If you believe one of film’s most important social objectives is to foster empathy – to allow the audience to walk in the shoes of someone they never would get to know in real life – then it is hard to dislike a film about homelessness. The homeless remain the most invisible members of our society, and film provides a unique opportunity to raise awareness about a vital social issue that many of us spend a good part of their day willfully ignoring.
Oren Moverman is just the kind of socially-conscious director who could make a great film about the subject. The Messenger was one of the best post-9/11 films about the military, while the little-seen Rampart dug deep and dark into police corruption. His indie aesthetic and emotionally raw approach to character should have worked for Time Out of Mind, but the film is sunk by its inability to provide anything new to our understanding of the issue, as well as one particularly misguided casting choice.
When we first meet George (Richard Gere), he is sleeping in the bathtub of an apartment of a woman he knows. Either that, or he may be squatting there. We never quite know because George is an unreliable narrator, a severe alcoholic who may also be suffering from some sort of mental illness or post-traumatic stress disorder. With only a small bag of clothes to his name, he is thrust into a cold New York City winter, where he begins to navigate the complicated bureaucracy of homeless shelters and government assistance, while sporadically trying to reconnect with his estranged daughter (Jena Malone).
The film relies heavily on Gere’s performance (the actor is in every single scene), and while he recedes into the character as much as possible, the disconnect between George and the type of characters Gere usually plays is too much to overcome. As he has approached and landed firmly in middle-age, Gere has thrived on characters that are defined by wealth and privilege (Pretty Woman, Primal Fear, Chicago, Arbitrage). Moverman clearly needed a movie star in the role (if frequent collaborator Woody Harrelson was his first choice, it would have been a better one), and perhaps he justified the casting by hoping that our association with Gere and privilege would further accentuate his descent into poverty. It actually has the opposite effect. A transformative actor could use our expectations to his advantage, but Gere never comes off as more than an actor researching a role on homelessness.
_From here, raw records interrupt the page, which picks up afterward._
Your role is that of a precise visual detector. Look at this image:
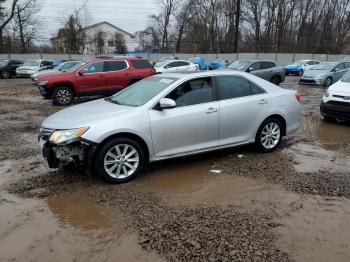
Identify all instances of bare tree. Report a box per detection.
[93,30,104,55]
[12,0,41,53]
[60,0,90,54]
[113,32,127,54]
[0,0,20,52]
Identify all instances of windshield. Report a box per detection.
[23,60,40,67]
[342,73,350,83]
[310,63,335,70]
[228,60,251,70]
[293,60,307,65]
[0,60,8,67]
[110,76,178,106]
[154,61,168,68]
[65,62,84,72]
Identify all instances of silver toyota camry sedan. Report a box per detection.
[38,71,301,183]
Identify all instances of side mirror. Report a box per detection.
[77,71,84,76]
[158,98,176,110]
[164,65,170,69]
[247,67,254,72]
[58,68,62,71]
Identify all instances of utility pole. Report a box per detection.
[234,0,241,53]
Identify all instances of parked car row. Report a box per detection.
[36,57,155,105]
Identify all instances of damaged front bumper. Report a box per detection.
[38,128,97,169]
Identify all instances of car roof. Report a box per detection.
[236,59,275,63]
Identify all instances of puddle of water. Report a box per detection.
[277,196,350,262]
[149,161,214,193]
[47,193,113,230]
[299,117,350,151]
[149,161,298,210]
[284,142,350,173]
[0,191,164,262]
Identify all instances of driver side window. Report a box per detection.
[82,62,104,73]
[250,62,261,71]
[166,77,213,107]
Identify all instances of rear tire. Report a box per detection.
[52,86,74,106]
[94,137,145,183]
[271,76,281,86]
[255,118,283,153]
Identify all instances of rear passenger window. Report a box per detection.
[261,62,275,69]
[104,61,128,72]
[216,75,265,100]
[131,60,152,69]
[177,61,189,66]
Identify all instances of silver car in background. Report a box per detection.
[38,71,301,183]
[300,61,350,87]
[227,60,286,85]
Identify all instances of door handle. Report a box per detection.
[206,107,218,113]
[258,99,268,104]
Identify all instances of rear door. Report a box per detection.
[215,75,271,146]
[164,62,179,72]
[104,60,129,93]
[76,61,106,95]
[175,61,191,71]
[130,59,155,78]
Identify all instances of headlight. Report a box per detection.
[49,127,89,144]
[324,89,330,98]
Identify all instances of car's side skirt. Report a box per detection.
[150,140,252,162]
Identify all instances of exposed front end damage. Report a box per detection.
[38,128,96,169]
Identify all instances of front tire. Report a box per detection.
[255,119,283,153]
[95,137,145,183]
[1,71,10,79]
[52,86,74,105]
[324,77,333,87]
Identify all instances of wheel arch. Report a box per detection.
[259,114,287,136]
[96,132,150,162]
[52,82,76,95]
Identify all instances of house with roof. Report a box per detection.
[50,21,137,54]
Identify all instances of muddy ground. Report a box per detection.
[0,77,350,262]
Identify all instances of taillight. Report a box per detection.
[295,92,305,102]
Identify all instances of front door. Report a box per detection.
[149,77,219,158]
[76,61,106,95]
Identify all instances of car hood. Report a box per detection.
[329,80,350,94]
[303,69,329,77]
[42,98,134,129]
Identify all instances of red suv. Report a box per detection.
[37,57,155,105]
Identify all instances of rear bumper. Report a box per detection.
[320,100,350,121]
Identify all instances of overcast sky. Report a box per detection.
[38,0,159,42]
It is a shame because so much of the rest of the movie is done right. Ben Vereen is spectacular as Dixon, a friend George makes in the shelter who claims to be a former jazz musician. The two are described by an onlooker as being like “an old married couple,” and the shoe fits: George only speaks when he has to (his performance at times resembles Robert Redford’s in last year’s All is Lost), while Dixon’s mouth is constantly moving, ostensibly schooling George in how to survive on the streets, but really just talking as a compulsion. It is a contrast in approaches to their predicament. George is keeping a low profile, even to himself, while Dixon embraces his identity before others can label him.
And while both performances inspire empathy, Moverman’s true purpose is to remind us of the distance we create between the audience and his subject. To achieve this, he often shoots George from behind glass – windows, apartment building doors, or storefronts – evoking the way we usually watch the homeless. We see them, but we never let ourselves get too close, and they end up occupying a physical and geographical reality far different from ours. Time Out of Mind was shot in Manhattan, but it’s not the New York most of us know. The specific characteristics of the bars, parks, and convenience stores that George frequents are fuzzy, fading into the background in favor of their pure utility. George doesn’t care what bar he is going to; all he cares about is that he’s getting a drink.
If the goal of Time Out of Mind is simply to illuminate some previously unseen realities of homelessness, then it succeeds in the most prosaic way possible. Yes, we walk for a couple of hours in the shoes of a man whose path we would hope to never know, but we do not come any closer to understanding him or how he arrived there in the first place. It is a sparse, minimalist tale of poverty and mental illness that hits all the expected notes, but you may leave the theater still searching for the tune.